The bigger concern is that it did poorly even after adjusting for this settlement. The company’s sales declined by 23% over a year ago, while its Ebitda declined by 62.5%. The sharp decline over a year ago is partly explained by a high base, due to sales during the 180-day exclusivity period from generic Gleevec, a cancer drug. That ended in July 2016.
Sun Pharma’s US sales declined by 36.8% sequentially, which the company attributed to continued pricing pressure. Its US unit Taro Pharmaceutical Industries Ltd’s also reported poor results. Sun Pharma’s Ebitda margin narrowed by 4 percentage points sequentially but its gross margin improved sequentially. The company attributed this to a favourable mix and is a number that should be watched in subsequent quarters. Gross margin here is computed by reducing cost of goods sold from sales.
Employee costs rose, however, partly due to the additions to its sales team for speciality products in the US. So far, Sun Pharma continues to invest in research, manufacturing and in marketing, despite the dip in its fortunes. It is building a speciality business for the US market and is also working on developing a pipeline of more complex generic products for the US and other regulated markets. That is important to secure future growth and cash flows.
Meanwhile, the slump in its US generics business is hurting. An external factor is pricing pressure in the US generic market, which is not new but is not showing signs of letting up. Sun Pharma’s approval pipeline has also thinned, chiefly because its Halol plant is under the US Food and Drug Administration scanner. The company said remediation is complete and it is now awaiting an inspection. When that happens and if it gets cleared, pending approvals should come through. This can lift sales growth, despite the market troubles.

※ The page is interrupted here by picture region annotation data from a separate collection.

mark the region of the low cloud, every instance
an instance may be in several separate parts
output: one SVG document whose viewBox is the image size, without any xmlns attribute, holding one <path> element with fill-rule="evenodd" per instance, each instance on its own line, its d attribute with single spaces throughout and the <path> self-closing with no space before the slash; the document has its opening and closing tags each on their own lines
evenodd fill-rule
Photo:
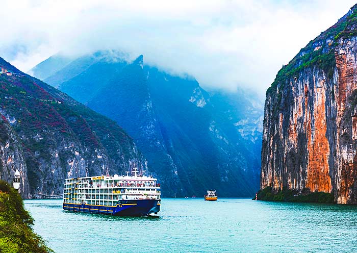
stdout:
<svg viewBox="0 0 357 253">
<path fill-rule="evenodd" d="M 24 71 L 59 52 L 116 49 L 206 87 L 264 93 L 354 1 L 2 1 L 0 56 Z"/>
</svg>

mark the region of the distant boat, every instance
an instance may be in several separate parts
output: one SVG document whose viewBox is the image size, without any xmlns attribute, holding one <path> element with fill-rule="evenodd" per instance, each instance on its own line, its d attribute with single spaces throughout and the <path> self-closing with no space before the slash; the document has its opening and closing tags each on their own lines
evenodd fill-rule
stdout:
<svg viewBox="0 0 357 253">
<path fill-rule="evenodd" d="M 205 195 L 205 200 L 207 201 L 216 201 L 218 198 L 215 190 L 207 191 L 207 195 Z"/>
</svg>

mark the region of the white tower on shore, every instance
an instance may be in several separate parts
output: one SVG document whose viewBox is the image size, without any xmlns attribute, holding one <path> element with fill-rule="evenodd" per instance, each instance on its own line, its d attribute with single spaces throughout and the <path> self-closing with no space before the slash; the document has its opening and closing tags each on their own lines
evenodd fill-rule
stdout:
<svg viewBox="0 0 357 253">
<path fill-rule="evenodd" d="M 18 190 L 20 187 L 20 172 L 16 169 L 16 171 L 15 172 L 15 178 L 12 179 L 12 185 L 16 190 Z"/>
</svg>

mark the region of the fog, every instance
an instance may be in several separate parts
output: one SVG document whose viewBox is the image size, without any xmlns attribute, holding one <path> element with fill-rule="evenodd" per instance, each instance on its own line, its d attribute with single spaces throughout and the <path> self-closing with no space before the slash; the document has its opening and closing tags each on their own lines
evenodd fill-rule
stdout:
<svg viewBox="0 0 357 253">
<path fill-rule="evenodd" d="M 58 52 L 115 49 L 207 88 L 264 94 L 353 1 L 2 1 L 0 56 L 23 71 Z"/>
</svg>

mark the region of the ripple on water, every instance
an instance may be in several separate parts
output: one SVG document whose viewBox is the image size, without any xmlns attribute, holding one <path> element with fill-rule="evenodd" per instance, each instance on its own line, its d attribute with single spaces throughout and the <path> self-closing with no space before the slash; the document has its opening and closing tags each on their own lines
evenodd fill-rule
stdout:
<svg viewBox="0 0 357 253">
<path fill-rule="evenodd" d="M 163 199 L 159 217 L 66 212 L 25 200 L 34 229 L 58 252 L 352 252 L 357 207 L 249 199 Z"/>
</svg>

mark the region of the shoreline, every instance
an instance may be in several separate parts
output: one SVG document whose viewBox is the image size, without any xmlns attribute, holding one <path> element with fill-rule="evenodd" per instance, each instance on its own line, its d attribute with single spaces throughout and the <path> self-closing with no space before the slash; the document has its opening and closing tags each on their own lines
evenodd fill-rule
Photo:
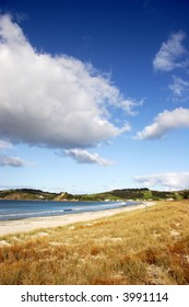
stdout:
<svg viewBox="0 0 189 307">
<path fill-rule="evenodd" d="M 99 219 L 103 217 L 113 216 L 119 213 L 147 208 L 152 205 L 155 205 L 155 202 L 143 202 L 139 205 L 132 205 L 128 207 L 98 211 L 98 212 L 87 212 L 79 214 L 68 214 L 68 215 L 57 215 L 57 216 L 47 216 L 47 217 L 29 217 L 24 219 L 14 219 L 14 220 L 1 220 L 0 221 L 0 237 L 7 235 L 15 235 L 22 232 L 28 232 L 36 229 L 43 228 L 54 228 L 67 226 L 70 224 L 90 221 L 94 219 Z"/>
</svg>

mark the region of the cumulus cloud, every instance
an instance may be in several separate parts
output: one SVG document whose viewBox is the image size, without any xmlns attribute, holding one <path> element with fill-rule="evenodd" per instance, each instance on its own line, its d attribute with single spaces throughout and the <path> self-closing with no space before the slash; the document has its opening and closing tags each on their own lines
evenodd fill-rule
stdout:
<svg viewBox="0 0 189 307">
<path fill-rule="evenodd" d="M 135 177 L 134 180 L 147 187 L 158 186 L 167 190 L 189 189 L 189 172 L 141 175 Z"/>
<path fill-rule="evenodd" d="M 98 154 L 90 154 L 87 150 L 83 149 L 66 149 L 64 156 L 73 158 L 79 163 L 90 163 L 99 164 L 103 167 L 108 167 L 114 164 L 113 161 L 108 161 L 102 158 Z"/>
<path fill-rule="evenodd" d="M 185 58 L 187 50 L 182 45 L 186 37 L 185 32 L 179 31 L 169 36 L 166 43 L 163 43 L 153 60 L 155 70 L 172 71 L 175 68 L 185 68 L 189 62 Z"/>
<path fill-rule="evenodd" d="M 12 144 L 8 140 L 0 139 L 0 149 L 12 148 Z"/>
<path fill-rule="evenodd" d="M 10 15 L 0 16 L 0 137 L 13 143 L 91 147 L 128 130 L 111 123 L 111 107 L 140 104 L 92 65 L 37 52 Z"/>
<path fill-rule="evenodd" d="M 166 133 L 187 127 L 189 128 L 189 109 L 177 107 L 174 111 L 160 113 L 152 125 L 146 126 L 142 132 L 138 132 L 135 139 L 155 139 L 166 135 Z"/>
<path fill-rule="evenodd" d="M 22 168 L 25 167 L 26 161 L 17 157 L 8 157 L 0 155 L 0 167 L 14 167 Z"/>
<path fill-rule="evenodd" d="M 180 77 L 174 76 L 174 81 L 168 86 L 174 94 L 174 100 L 187 100 L 189 94 L 189 82 Z"/>
</svg>

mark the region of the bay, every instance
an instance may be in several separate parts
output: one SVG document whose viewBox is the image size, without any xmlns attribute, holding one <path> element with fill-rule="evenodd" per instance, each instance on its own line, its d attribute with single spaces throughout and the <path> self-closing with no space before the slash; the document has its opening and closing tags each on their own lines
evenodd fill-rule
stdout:
<svg viewBox="0 0 189 307">
<path fill-rule="evenodd" d="M 0 200 L 0 220 L 96 212 L 138 205 L 139 202 L 54 202 Z"/>
</svg>

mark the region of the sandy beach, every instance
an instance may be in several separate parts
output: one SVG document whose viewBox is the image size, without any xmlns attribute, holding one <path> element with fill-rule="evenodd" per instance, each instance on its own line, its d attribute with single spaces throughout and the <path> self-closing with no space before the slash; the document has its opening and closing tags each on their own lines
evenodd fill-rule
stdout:
<svg viewBox="0 0 189 307">
<path fill-rule="evenodd" d="M 154 204 L 155 204 L 154 202 L 144 202 L 139 205 L 122 207 L 118 209 L 107 209 L 107 211 L 70 214 L 70 215 L 61 215 L 61 216 L 35 217 L 35 218 L 25 218 L 25 219 L 16 219 L 16 220 L 2 220 L 0 221 L 0 237 L 4 235 L 26 232 L 35 229 L 59 227 L 59 226 L 66 226 L 79 221 L 98 219 L 103 217 L 113 216 L 115 214 L 122 213 L 122 212 L 147 208 L 149 206 L 152 206 Z"/>
</svg>

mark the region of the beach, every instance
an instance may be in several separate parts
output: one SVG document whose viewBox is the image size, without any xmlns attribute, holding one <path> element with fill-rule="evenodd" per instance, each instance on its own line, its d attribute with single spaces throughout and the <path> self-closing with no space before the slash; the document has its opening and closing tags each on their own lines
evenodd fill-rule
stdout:
<svg viewBox="0 0 189 307">
<path fill-rule="evenodd" d="M 155 202 L 143 202 L 139 205 L 121 207 L 116 209 L 87 212 L 80 214 L 69 214 L 48 217 L 33 217 L 16 220 L 1 220 L 0 221 L 0 237 L 11 234 L 27 232 L 36 229 L 60 227 L 74 223 L 90 221 L 103 217 L 113 216 L 123 212 L 142 209 L 154 205 Z"/>
</svg>

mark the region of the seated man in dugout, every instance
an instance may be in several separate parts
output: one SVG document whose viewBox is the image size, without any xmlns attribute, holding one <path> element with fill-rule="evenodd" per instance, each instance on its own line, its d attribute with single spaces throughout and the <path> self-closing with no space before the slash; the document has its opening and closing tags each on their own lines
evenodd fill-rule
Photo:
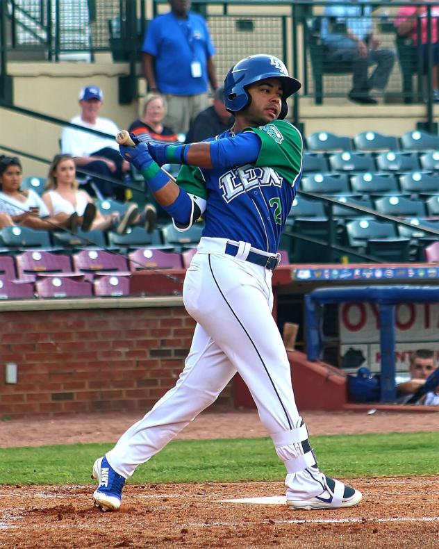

Till then, it’s a painful wait for its shareholders as sales can be expected to decline. Sun Pharma’s net profit (before exceptional charges) declined by 72.3% from a year ago and by 53.2% sequentially. One-off provisions, such as what was witnessed in the June quarter, are more difficult to absorb when the going is tough.
Its sales guidance for FY 2018 is for a single digit decline but it provided an update during the conference call, that it expects Ebitda margins to improve from 17% levels to 20-22% in the second half. This does not factor in new approvals from Halol but considers a recovery in India post-GST. Better Ebitda margin are one hope for shareholders to hold on to. Sun Pharma’s shares are down by a third from three months ago, and these results give no reason for that slump to reverse.